JAKARTA, KOMPAS.com - Polda Metro Jaya telah menangkap dua orang tersangka kasus penyekapan remaja yang dipaksa menjadi pekerja seks komersial (PSK).
Kedua tersangka tersebut berinisial EMT (44) selaku terlapor dan RR alias I (19) yang merupakan pacar korban NAT (15).
"RR tersebut adalah teman dekat korban, orang yang pertama kali mengajak korban ke apartemen. RR alias I atau IF sama saja," ujar kuasa hukum korban, M Zakir Rasyidin, Selasa (20/9/2022).
Menurut Zakir, RR alias I membawa korban ke apartemen dan memperkenalkan korban kepada EMT.
Hal itu terungkap saat korban memberikan keterangan kepada penyidik Subdit Renakta Ditreskrimum Polda Metro Jaya dalam pemeriksaan lanjutan beberapa waktu lalu.
"NAT mengaku diajak dan diperkenalkan kepada terlapor yang diduga merupakan seorang muncikari berinisial EMT oleh kekasihnya, yakni IF," ungkap Zakir.
Kepada penyidik, kata Zakir, NAT mengaku diiming-imingi pekerjaan sehingga bisa mendapatkan uang dan sejumlah fasilitas untuk mempercantik penampilannya.
Korban kemudian dibawa ke kamar apartemen hingga tidak diperbolehkan pulang.
Sementara itu, EMT merupakan muncikari yang menawarkan NAT kepada pelanggan pria. EMT juga yang mengatur lokasi kamar dan keperluan kencan antara pelanggan dengan NAT.
Menurut Zakir, korban dipaksa oleh EMT untuk melayani pelanggan dan ditargetkan mendapatkan uang minimal Rp 1 juta per hari.
"(IF) bisa saya katakan seperti jembatan penghubung ke pihak muncikari.
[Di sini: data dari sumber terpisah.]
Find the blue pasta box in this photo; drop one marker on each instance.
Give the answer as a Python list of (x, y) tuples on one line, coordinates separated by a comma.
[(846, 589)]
IF yang memperkenalkan anak ini dengan muncikari," kata Zakir.
"Makanya dibawa ke suatu tempat di apartemen itu, ternyata sampai di situ terjadilah penjualan," sambung dia.
Baca juga: Polisi Tetapkan 2 Tersangka dalam Kasus Penyekapan Remaja 15 Tahun yang Dipaksa Jadi PSK
Kabid Humas Polda Metro Jaya Kombes Endra Zulpan mengatakan, kedua pelaku kini sudah ditetapkan sebagai tersangka atas kasus penyekapan dan eksploitasi anak di bawah umur.
EMT dan RR diduga kuat melanggar pasal dalam Undang-Undang (UU) tentang Perlindungan Anak dan Tindak Pidana Kekerasan Seksual (PKS).
"Dijerat Pasal 76 I juncto Pasal 88 UU nomor 35 Tahun 2014 tentang Perlindungan Anak," ungkap Zulpan.